Budi terkejut mematung mendengar
ucapan adiknya. Sementara Badu melengos dari muka kakaknya, seperti ingin pergi.
Budi mencoba mengalihkan pembicaraan
untuk menenangkan situasi. Dia ambil remote
yang ditaruh Badu di atas meja. Dia pilih saluran stasiun TV lainnya. Hanya
sebentar memencet-mencet tombol remote,
Budi terkejut. Dia saksikan sepasang presenter dalam bahasa Indonesia berulang kali
berucap: Caina, Caina… mmm… bla…bla…
Caina… dan…
“Caina, Caina, Caina! Apa, apa-apaan
ini…?! Cina!” Budi setengah berseru tapi suaranya seperti memekik.
“Kenapa, Bang? Kok malah
teriak-teriak seperti kena siram air panas. Santai.”
“Itu lho, aduh. Payah, bubrah!”
“Seperti abang sering bilang, ‘Media
massa sudah merusak bahasa Indonesia’?” Badu menerka maksud abangnya.

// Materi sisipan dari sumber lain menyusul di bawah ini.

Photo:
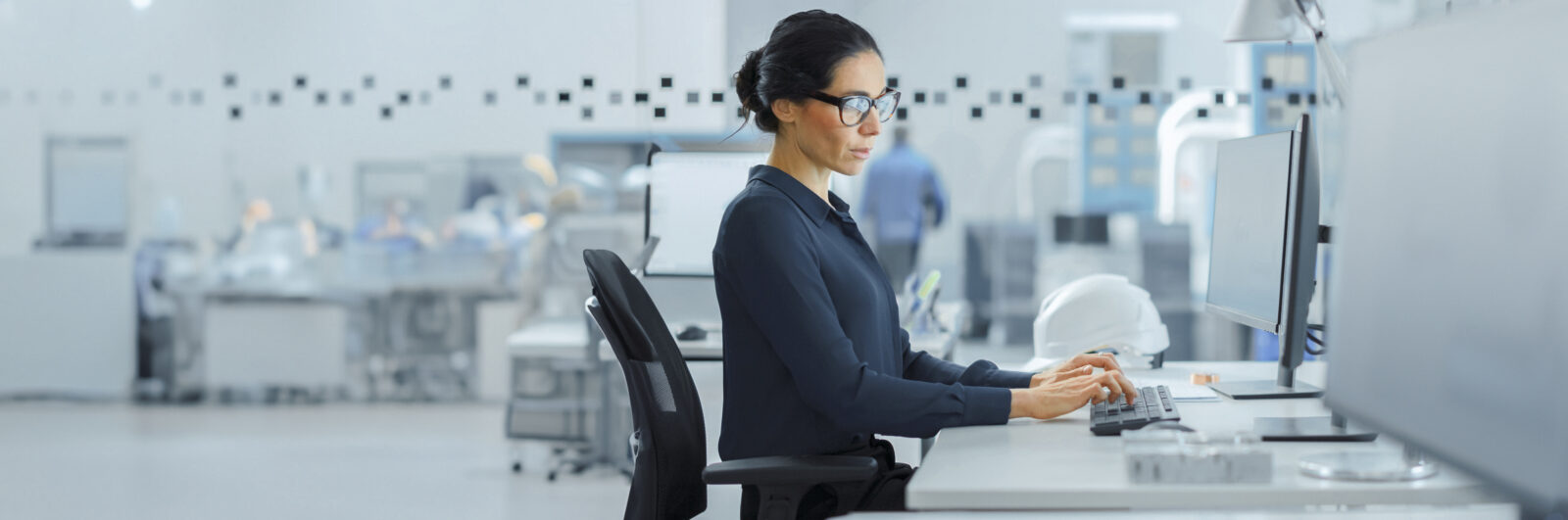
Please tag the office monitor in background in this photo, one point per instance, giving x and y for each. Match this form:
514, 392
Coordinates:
687, 195
1450, 292
1264, 250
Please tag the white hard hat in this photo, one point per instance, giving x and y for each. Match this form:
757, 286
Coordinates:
1094, 312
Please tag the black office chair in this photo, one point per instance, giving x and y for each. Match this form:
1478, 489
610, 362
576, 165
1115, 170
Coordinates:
670, 446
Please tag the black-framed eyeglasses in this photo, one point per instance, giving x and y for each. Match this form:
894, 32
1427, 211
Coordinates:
854, 109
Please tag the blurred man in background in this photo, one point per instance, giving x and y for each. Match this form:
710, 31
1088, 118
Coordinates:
901, 191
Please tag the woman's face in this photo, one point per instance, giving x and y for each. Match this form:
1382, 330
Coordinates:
822, 135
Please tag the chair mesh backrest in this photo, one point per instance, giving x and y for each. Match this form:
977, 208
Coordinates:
665, 407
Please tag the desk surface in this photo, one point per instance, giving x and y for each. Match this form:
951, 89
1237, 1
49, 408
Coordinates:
1057, 464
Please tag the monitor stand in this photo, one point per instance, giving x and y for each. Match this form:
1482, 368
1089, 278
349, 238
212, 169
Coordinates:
1308, 430
1264, 391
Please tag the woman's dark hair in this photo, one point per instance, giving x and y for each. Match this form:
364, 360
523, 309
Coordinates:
797, 60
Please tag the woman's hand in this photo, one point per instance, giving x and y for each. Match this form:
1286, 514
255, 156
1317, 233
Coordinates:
1070, 392
1079, 365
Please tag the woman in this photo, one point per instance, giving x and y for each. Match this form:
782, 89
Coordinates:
814, 357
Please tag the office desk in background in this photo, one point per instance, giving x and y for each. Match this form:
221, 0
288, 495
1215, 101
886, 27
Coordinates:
1057, 464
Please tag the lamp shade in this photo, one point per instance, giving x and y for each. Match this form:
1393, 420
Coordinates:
1262, 21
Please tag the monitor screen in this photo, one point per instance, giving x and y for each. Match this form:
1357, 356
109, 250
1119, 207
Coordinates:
687, 195
1249, 246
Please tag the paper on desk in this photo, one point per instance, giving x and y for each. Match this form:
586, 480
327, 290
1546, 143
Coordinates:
1181, 391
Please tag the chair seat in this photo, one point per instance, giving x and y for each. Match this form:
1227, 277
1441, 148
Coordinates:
791, 470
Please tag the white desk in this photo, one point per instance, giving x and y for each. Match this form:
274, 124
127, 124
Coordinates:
1057, 464
566, 339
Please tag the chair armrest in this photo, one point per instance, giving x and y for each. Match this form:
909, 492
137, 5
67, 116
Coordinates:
791, 470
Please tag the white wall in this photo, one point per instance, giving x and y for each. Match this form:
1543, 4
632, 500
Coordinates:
78, 49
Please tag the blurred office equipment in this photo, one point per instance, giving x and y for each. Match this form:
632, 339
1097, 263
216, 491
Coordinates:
1000, 279
86, 191
687, 195
1270, 21
1450, 254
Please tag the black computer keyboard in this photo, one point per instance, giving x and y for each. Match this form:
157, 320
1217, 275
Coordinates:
1152, 404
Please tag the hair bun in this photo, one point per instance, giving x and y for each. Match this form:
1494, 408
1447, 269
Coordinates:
747, 80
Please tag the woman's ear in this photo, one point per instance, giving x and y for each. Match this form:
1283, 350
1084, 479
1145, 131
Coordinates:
786, 110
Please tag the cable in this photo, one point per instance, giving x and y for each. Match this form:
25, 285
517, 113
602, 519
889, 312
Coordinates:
1314, 339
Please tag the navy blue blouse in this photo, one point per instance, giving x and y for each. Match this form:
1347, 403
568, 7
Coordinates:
814, 357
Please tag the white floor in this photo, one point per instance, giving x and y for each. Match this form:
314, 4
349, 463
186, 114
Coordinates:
336, 461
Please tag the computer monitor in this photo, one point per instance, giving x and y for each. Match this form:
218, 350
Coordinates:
1264, 248
1447, 301
687, 195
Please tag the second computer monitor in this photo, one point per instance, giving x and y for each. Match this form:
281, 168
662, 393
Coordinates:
1264, 248
687, 195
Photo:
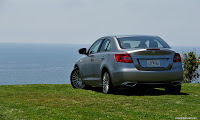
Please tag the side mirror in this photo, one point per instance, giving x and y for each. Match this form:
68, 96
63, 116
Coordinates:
82, 51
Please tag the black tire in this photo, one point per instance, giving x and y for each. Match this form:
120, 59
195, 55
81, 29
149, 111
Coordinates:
76, 80
174, 90
107, 87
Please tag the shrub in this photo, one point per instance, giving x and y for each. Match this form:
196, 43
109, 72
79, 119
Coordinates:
190, 65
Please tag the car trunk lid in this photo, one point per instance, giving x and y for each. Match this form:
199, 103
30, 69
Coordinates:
152, 59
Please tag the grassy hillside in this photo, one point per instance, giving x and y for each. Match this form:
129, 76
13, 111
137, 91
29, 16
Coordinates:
64, 102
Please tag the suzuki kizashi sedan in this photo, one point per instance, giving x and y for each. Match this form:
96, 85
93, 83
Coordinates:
128, 61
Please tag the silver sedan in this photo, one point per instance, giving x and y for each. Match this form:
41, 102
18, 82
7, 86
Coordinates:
129, 60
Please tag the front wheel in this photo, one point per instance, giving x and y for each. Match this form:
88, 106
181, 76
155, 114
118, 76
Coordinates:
76, 80
107, 84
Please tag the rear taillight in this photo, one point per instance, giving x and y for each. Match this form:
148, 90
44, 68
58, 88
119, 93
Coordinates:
177, 57
126, 58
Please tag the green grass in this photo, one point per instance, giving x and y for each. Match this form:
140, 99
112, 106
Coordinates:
64, 102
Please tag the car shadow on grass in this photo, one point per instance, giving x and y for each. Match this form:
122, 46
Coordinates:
137, 91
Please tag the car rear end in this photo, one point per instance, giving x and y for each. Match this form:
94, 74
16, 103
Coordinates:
148, 65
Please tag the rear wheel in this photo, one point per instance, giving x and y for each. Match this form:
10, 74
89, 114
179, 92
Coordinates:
171, 89
76, 80
107, 84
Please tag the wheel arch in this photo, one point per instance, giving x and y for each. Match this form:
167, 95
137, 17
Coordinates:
104, 68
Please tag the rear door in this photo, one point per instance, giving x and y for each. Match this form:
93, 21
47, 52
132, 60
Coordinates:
88, 68
100, 57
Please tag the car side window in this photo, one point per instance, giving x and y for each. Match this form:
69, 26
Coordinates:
105, 46
94, 48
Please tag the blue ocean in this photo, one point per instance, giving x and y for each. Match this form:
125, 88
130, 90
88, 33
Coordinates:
28, 63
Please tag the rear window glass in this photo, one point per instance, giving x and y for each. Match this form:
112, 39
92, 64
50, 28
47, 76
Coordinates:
142, 42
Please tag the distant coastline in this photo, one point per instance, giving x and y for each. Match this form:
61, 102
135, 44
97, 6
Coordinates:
45, 63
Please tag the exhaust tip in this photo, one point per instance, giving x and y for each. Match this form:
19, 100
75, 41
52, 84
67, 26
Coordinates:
176, 83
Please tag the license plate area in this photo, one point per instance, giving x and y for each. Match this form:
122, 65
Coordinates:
153, 63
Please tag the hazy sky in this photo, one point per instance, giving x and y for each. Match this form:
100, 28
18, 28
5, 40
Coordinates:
83, 21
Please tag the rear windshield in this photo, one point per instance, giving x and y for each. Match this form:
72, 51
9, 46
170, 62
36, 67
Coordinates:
142, 42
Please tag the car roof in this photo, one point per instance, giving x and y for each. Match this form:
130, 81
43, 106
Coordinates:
121, 36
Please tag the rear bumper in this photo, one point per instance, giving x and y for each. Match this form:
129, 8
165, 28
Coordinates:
132, 75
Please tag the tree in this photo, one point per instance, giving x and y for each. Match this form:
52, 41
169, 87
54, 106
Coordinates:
190, 65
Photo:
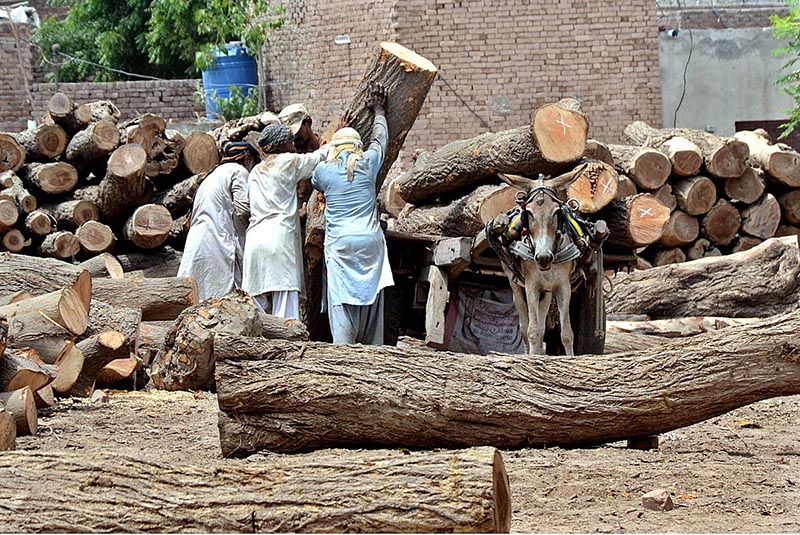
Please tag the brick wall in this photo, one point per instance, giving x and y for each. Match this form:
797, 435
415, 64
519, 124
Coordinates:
500, 58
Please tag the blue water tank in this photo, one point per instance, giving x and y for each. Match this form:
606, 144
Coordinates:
236, 67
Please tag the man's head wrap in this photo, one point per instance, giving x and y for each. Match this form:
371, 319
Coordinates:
347, 139
273, 137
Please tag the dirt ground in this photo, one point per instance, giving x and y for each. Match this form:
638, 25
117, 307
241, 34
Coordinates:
736, 473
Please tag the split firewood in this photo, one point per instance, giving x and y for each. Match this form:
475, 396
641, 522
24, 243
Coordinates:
648, 168
703, 377
187, 362
88, 146
21, 405
680, 230
50, 178
779, 161
762, 218
553, 142
148, 227
721, 223
634, 221
724, 157
695, 195
462, 491
44, 143
747, 188
761, 281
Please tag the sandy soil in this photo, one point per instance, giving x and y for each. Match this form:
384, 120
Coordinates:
736, 473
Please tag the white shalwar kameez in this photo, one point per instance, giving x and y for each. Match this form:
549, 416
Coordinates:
273, 254
356, 258
215, 242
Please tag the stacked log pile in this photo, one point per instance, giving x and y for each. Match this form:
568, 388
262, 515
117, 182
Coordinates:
83, 183
725, 194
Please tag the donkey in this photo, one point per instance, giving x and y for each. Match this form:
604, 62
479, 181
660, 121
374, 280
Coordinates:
540, 265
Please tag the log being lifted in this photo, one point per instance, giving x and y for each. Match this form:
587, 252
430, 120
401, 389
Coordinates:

“Bukan cuma itu, Du, ternyata…”
Tenggorokan Budi tercekat saat ia lihat lagi kata-kata yang menurutnya
asal-asalan karena tidak patuh ejaan. Tidak yang seharusnya seperti ia dapatkan
saat belajar menulis di pers kampus dulu. Kalimat sampai kata-kata terpendek harus
sesuai EYD, KBBI, Tesaurus, dan pedoman
berbahasa Indonesia yang baik lainnya.
“Ah! Bahasa Indonesia macam mana ini?
Aaaah.., Badu, ternyata televisi sudah payah betul! Tidak hanya merusak, tapi
juga memporandakan bahasa kita!”
Dada Budi berdegup keras, sekali dia
menahan napas. Badu diam, hanya memegang remote
sementara pikirannya bertanya, “Bahasa kita? Kita siapa?”
“Sini,” Budi merenggut remote. Dia tekan tombol POWER. Televisi
mati. Sunyi. Tinggal sebuah kotak ajaib yang tiba-tiba seperti berkata, “Aku
kesepian. Nyalain aku dong…”[]
Manggung, Yogyakarta, November 2013.